Der Streit, wie sich die Kosten für Flüchtlinge fair verteilen lassen, entwickelt sich zur Zahlenschlacht: Kurz vor dem Bund-Länder-Treffen am Mittwoch führen Bundesregierung, Länder und Kommunen jeweils eigene Berechnungen ins Feld, um ihre Sichtweise zu untermauern. Der Bund findet, er zahlt schon deutlich mehr als er müsste. Länder, Städte und Gemeinden fühlen sich im Stich gelassen.
Städte- und Gemeindebund will mehr Geld
Auf deutlich mehr Geld vom Bund pocht der Präsident des bayerischen Städte- und Gemeindebunds Uwe Brandl im Interview mit BR24. Die 2,75 Milliarden Euro, die der Bund dieses Jahr direkt an Kommunen und Länder zahlt, reichten bei Weitem nicht aus, um die Flüchtlingskosten annährend abzufedern, sagt Brandl, der Bürgermeister im niederbayerischen Abensberg ist. Er veranschlagt rund fünf Milliarden Euro.
Die Bundesregierung führt andere Zahlen ins Feld: Rund 15 Milliarden Euro werde der Bund in diesem Jahr ausgeben, rechnet Regierungssprecher Steffen Hebestreit vor. Da sind neben dem Geld, das Länder und Kommunen direkt bekommen – den 2,75 Milliarden Euro – noch weitere Posten eingerechnet. Zum Beispiel übernimmt der Bund die Sozialleistungen für ukrainische Geflüchtete direkt.
Bund sieht seine Verpflichtungen übererfüllt
Der Bund engagiere sich bereits mehr "als es die deutsche Finanzverfassung vorsieht", sagt Hebestreit. Städte- und Gemeindetagpräsident Brandl findet, der Bund versuche sich mit diesen Berechnungen "billig aus der Affäre zu ziehen". Diese Rechnung würden nicht mit den tatsächlich entstehenden Kosten übereinstimmen, sagt der CSU-Politiker.
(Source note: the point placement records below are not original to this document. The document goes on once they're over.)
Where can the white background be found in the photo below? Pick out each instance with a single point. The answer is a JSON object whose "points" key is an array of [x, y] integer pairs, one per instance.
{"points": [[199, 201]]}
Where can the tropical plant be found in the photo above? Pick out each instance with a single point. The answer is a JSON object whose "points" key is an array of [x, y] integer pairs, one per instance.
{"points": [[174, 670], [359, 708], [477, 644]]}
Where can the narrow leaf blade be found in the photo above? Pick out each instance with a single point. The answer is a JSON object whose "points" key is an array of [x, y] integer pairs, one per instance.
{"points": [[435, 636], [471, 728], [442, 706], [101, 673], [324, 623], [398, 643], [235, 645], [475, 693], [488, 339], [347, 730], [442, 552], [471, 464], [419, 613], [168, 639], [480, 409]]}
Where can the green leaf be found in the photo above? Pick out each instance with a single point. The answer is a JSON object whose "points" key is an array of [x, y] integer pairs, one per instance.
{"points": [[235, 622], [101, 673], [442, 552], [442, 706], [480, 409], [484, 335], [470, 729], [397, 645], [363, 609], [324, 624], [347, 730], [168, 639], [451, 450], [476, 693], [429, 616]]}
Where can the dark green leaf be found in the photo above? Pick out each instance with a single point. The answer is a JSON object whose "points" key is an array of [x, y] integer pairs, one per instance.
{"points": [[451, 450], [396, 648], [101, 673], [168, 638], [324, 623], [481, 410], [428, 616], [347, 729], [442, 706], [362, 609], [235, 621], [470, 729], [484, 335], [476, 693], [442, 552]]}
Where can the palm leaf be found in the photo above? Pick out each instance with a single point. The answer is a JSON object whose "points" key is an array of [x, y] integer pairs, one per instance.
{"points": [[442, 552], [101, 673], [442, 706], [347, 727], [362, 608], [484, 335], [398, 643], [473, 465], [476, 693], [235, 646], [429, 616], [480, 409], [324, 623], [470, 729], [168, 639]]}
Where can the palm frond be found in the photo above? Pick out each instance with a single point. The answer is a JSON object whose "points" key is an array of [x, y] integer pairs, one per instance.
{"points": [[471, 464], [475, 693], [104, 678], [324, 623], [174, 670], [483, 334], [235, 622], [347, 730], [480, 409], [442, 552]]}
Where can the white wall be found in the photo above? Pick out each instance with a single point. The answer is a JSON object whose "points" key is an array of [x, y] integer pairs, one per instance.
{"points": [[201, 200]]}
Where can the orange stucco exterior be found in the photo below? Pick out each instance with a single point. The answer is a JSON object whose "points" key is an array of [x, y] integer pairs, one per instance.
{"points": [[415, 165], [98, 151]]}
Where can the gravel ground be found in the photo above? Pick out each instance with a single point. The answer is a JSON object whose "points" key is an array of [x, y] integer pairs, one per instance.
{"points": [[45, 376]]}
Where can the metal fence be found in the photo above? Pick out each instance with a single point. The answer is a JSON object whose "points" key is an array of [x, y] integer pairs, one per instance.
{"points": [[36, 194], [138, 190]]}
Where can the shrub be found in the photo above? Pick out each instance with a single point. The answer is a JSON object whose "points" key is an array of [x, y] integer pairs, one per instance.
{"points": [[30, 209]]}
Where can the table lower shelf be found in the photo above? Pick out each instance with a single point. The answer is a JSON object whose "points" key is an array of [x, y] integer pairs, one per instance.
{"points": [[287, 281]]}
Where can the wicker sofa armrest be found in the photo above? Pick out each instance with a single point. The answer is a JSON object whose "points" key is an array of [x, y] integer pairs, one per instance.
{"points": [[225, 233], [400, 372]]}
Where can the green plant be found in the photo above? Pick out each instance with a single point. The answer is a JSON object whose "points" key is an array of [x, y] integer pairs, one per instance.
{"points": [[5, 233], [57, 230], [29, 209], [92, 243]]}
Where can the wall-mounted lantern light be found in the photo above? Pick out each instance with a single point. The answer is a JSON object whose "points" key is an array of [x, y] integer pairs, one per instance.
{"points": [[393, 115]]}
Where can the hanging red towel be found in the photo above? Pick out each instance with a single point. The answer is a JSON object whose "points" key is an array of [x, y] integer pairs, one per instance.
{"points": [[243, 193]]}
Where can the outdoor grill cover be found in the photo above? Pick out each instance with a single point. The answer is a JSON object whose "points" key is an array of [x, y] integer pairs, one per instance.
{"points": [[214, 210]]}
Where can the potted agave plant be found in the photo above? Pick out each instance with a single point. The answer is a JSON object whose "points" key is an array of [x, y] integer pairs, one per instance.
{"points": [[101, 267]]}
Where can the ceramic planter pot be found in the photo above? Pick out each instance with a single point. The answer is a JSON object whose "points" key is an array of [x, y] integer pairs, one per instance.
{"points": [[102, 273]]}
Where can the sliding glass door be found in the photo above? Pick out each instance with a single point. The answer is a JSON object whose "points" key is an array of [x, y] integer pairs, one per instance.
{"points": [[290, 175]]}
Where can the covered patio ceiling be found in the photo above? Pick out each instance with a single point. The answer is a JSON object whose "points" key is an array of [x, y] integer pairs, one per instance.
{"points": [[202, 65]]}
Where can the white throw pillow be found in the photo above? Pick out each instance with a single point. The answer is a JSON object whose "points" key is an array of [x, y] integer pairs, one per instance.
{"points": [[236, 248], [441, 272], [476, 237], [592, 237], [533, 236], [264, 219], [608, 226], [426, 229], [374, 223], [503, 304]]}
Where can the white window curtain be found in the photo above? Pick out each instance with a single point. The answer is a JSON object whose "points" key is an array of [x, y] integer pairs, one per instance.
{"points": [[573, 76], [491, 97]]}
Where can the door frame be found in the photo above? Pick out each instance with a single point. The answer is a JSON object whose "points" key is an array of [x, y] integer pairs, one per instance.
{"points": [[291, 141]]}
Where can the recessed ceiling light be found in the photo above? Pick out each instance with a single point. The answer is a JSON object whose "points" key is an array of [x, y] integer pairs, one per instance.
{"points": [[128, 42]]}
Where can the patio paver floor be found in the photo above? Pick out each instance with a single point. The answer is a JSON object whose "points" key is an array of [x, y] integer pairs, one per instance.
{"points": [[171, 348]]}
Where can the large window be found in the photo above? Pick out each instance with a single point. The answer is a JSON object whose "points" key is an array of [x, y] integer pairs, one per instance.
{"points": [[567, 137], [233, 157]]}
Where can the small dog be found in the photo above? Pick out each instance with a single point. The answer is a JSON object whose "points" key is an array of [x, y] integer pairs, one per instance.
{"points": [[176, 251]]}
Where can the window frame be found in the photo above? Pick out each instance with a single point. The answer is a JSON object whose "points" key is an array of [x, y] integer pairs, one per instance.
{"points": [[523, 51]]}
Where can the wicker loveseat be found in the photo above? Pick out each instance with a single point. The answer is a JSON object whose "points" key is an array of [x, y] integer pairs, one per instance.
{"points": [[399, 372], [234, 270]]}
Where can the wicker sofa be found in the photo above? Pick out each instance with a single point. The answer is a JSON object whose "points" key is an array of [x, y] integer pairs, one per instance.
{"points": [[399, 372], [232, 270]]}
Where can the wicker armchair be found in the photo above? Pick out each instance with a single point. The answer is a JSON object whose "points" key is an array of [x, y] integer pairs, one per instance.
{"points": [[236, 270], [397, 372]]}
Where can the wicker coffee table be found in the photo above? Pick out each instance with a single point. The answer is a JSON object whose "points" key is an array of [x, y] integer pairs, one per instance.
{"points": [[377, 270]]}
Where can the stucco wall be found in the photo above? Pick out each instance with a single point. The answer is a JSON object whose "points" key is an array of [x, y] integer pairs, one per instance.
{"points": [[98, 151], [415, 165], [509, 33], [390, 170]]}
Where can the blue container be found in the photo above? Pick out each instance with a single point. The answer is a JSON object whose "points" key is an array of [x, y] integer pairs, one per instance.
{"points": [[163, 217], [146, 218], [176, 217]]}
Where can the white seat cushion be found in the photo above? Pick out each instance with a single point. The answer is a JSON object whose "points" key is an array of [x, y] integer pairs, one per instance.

Länder und Kommunen stimmen sich ab
Am Vormittag hatte sich Brandl neben weiteren kommunalen Vertretern mit den Bundesländern über ihre gemeinsamen Forderungen abgestimmt. "Bund und Länder stehen Seite an Seite", sagte der niedersächsische Ministerpräsident Stephan Weil (SPD). Er plädiert für ein "atmendes System der Flüchtlingsfinanzierung", das sich daran ausrichtet, wie viele Menschen tatsächlich kommen.
In einem Papier der Länderfinanzminister, das BR24 vorliegt, wünschen sich die Länder, dass der Bund zu einer Pro-Kopf-Pauschale pro Flüchtling zurückkehrt, wie sie früher einmal galt. Außerdem werfen die Länder dem Bund vor, mit falschen Zahlen zu rechnen und stellen eigene Berechnungen dagegen.
Das Kanzleramt hatte am Wochenende einen Entwurf einer Beschlussvorlage an die Länder verschickt, der dem ARD-Hauptstadtstudio vorliegt. Darin stellt der Bund klar, dass er nicht bereit ist, deutlich mehr Geld zu geben. Zur Begründung listet der Bund alles auf, was er jetzt schon alles an Kosten übernimmt.
Beide Seiten wappnen sich also mit Zahlen und Argumenten für den Showdown am Mittwoch zum Bund-Länder-Treffen. Während Kommunen und Länder eine Front bilden, steht die Ampelkoalition nicht eindeutig zusammen.
Grünen-Chefin fordert mehr Geld für Kommunen
Grünen-Chefin Ricarda Lang wiederholte am Montag ihre Forderung, dass auch der Bund Kommunen an der Belastungsgrenze stärker unter die Arme greifen müsse. "Hier sollte es nicht um ein Spiel gehen, dass sich Bund und Länder gegenseitig vorrechnen, wer wie viel schon gemacht hat", kritisiert Lang die Debatte der vergangenen Tage, sondern es müsse gemeinsam Unterstützung mobilisiert werden.
Geld löse in dieser Situation kein einziges Problem, entgegnet Koalitionspartner FDP. Generalsekretär Bijan Djir-Sarai plädiert dafür, den Zuzug von Migranten mehr zu steuern und zu kontrollieren, zum Beispiel mit einem besseren Schutz der EU-Außengrenzen.
Die Positionen liegen weit auseinander. In der Ampel, und noch mehr zwischen Bund und Ländern. Im Moment ist vollkommen unklar, wie eine Einigung am Mittwoch aussehen könnte. Wenn es sie überhaupt geben wird.